Unfolded

Unfolded

Xania Monet’s debut full-length, Unfolded, is purpose-built for catharsis. Just look at its song titles, some of which are written in sentence case to highlight their diary-fragment feeling—“Friends aint supposed to fade like that,” “They don’t love like Grandma DId,” “I tried to be her.” The songs—mostly smoldering R&B ballads with the occasional filigrees of piano and washes of backup vocalists—open up like a therapy session, with lyrics that drown both long-ago slights and recent disappointments in acute detail, gaining heat as the indignities pile up. There’s one catch: Xania Monet isn’t a person, but the creation of Telisha Nikki Jones, a Mississippi poet and entrepreneur who conjured up the Xania character with AI tools, including the music-generation app Suno. The lyrics are all Jones’, though, and they set the 24-track Unfolded apart from its machine-generated peers.
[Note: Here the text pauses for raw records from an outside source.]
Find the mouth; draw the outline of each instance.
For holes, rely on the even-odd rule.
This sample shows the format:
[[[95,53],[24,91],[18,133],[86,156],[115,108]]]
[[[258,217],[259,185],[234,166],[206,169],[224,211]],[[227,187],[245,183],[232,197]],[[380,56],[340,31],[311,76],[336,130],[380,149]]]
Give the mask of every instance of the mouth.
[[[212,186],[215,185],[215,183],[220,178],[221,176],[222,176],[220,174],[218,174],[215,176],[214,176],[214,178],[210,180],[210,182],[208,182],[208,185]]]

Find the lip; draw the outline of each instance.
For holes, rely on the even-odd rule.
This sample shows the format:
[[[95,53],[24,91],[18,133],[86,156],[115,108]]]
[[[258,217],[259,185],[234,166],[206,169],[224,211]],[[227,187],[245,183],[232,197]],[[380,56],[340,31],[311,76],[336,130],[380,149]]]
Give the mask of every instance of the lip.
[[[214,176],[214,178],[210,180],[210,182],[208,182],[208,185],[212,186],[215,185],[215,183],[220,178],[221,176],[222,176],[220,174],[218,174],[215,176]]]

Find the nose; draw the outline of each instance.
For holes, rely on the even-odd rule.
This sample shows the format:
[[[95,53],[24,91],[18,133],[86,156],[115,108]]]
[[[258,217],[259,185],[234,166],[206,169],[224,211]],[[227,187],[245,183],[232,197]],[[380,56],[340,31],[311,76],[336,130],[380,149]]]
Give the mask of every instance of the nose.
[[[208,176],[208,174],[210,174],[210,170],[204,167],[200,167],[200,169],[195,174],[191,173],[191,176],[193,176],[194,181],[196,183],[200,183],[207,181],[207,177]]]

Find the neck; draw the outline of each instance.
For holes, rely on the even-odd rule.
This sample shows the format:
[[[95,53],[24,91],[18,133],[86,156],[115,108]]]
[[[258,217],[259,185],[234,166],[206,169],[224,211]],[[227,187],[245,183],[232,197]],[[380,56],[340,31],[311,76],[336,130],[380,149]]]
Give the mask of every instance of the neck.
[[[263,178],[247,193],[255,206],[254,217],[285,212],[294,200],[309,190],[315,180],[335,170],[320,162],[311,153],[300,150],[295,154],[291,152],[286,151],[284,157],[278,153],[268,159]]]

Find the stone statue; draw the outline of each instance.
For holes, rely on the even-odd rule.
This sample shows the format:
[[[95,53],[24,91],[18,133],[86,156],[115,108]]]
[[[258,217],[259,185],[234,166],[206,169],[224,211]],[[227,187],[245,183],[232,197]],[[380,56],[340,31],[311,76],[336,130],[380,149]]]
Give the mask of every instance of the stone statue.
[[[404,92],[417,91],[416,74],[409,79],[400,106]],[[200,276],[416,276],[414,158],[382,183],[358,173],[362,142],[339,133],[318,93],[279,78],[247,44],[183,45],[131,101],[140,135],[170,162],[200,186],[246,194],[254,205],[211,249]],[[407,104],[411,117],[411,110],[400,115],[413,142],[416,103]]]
With searing honesty and the occasional bitterly humorous observation (check out the rueful “We Only Link at Funerals”), Jones, through Monet, comments on modern womanhood in take-no-prisoners fashion over slow-jam arrangements that put the stories being told at their forefront. Monet’s voice recalls the powerful instrument of Jennifer Hudson while possessing the acidity of Mariah the Scientist, and its machine-calibrated enunciation means that every syllable of Jones’ poetry lands with purpose. A nostalgia for earlier, easier times permeates tracks like the sumptuous “Back When Love Was Real,” with the pointed “Social media Lies” taking aim at people who are “chasing love through a double-tap/But real connection don’t look like that.” While Xania Monet’s songs are often about broken bonds, the lyrics laid down by Jones have clearly struck a chord with listeners in search of musical release.